2. The method (500) as claimed in claim 1, wherein the data includes at least data usage and call summaries of each of the plurality of subscribers.

3. The method (500) as claimed in claim 1, wherein the data is analysed using artificial intelligence (AI)/ machine learning (ML) models for grouping the subscribers.

4. The method (500) as claimed in claim 1, the step of allocating the one or more network resources comprising: distributing network traffic of the cluster for proper functioning of the network slice.

5. A system (108) for optimizing a network (106) for improving quality of services (QoS), the system (108) comprising:
a transceiver unit (208) configured to receive, data from a Network Function (NF) (110), wherein the data is associated with a plurality of subscribers;
an analysis unit (210) configured to analyse, the received data;
a grouping unit (212) configured to group, the subscribers in one or more clusters based on one or more parameters pertaining to the subscribers identified from the analysis of the data; and
an allocation unit (214) configured to allocate, one or more network resources to a cluster of the one or more clusters for proper functioning of network slices for improving quality of services (QoS) for the plurality of subscribers.
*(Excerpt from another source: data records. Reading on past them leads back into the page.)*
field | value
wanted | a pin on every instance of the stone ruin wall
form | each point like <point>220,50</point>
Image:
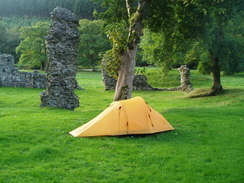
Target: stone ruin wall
<point>10,76</point>
<point>62,47</point>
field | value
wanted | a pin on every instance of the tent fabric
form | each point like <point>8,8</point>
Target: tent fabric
<point>132,116</point>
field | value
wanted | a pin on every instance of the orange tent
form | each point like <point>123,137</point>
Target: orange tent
<point>132,116</point>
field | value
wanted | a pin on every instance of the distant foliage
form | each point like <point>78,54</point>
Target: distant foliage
<point>93,43</point>
<point>42,8</point>
<point>10,34</point>
<point>32,47</point>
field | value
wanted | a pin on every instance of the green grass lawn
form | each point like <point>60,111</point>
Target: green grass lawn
<point>207,144</point>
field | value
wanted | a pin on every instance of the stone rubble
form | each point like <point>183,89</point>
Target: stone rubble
<point>61,43</point>
<point>10,76</point>
<point>185,83</point>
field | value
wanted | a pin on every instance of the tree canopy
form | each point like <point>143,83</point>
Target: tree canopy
<point>32,47</point>
<point>93,42</point>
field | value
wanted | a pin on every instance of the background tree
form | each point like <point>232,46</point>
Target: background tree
<point>93,42</point>
<point>42,8</point>
<point>196,20</point>
<point>32,47</point>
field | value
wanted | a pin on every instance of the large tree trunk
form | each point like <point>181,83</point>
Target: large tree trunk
<point>216,85</point>
<point>124,84</point>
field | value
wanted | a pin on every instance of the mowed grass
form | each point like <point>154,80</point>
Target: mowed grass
<point>206,145</point>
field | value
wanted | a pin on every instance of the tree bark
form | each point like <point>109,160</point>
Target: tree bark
<point>216,85</point>
<point>124,83</point>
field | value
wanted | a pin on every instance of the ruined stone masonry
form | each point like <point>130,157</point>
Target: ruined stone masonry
<point>185,84</point>
<point>10,76</point>
<point>61,44</point>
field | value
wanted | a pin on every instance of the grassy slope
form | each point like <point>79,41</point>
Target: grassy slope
<point>207,145</point>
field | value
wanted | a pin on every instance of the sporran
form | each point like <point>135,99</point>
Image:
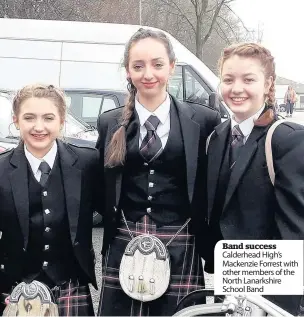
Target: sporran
<point>34,299</point>
<point>144,272</point>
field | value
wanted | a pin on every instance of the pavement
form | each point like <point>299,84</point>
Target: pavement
<point>297,117</point>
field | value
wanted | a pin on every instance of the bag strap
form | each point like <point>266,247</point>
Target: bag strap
<point>268,150</point>
<point>208,141</point>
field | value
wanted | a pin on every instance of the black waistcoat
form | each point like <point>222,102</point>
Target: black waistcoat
<point>49,256</point>
<point>221,189</point>
<point>158,188</point>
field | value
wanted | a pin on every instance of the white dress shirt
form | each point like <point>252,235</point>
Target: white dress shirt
<point>35,162</point>
<point>162,113</point>
<point>247,125</point>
6. The system (108) as claimed in claim 5, wherein the data includes at least data usage and call summaries of each of the plurality of subscribers.

7. The system (108) as claimed in claim 5, wherein the data is analysed using Artificial Intelligence (AI)/Machine Learning (ML) models for grouping the subscribers.

8. The system (108) as claimed in claim 5, wherein the allocation unit (214) allocates the one or more network resources by distributing network traffic of the cluster for proper functioning of the network slice.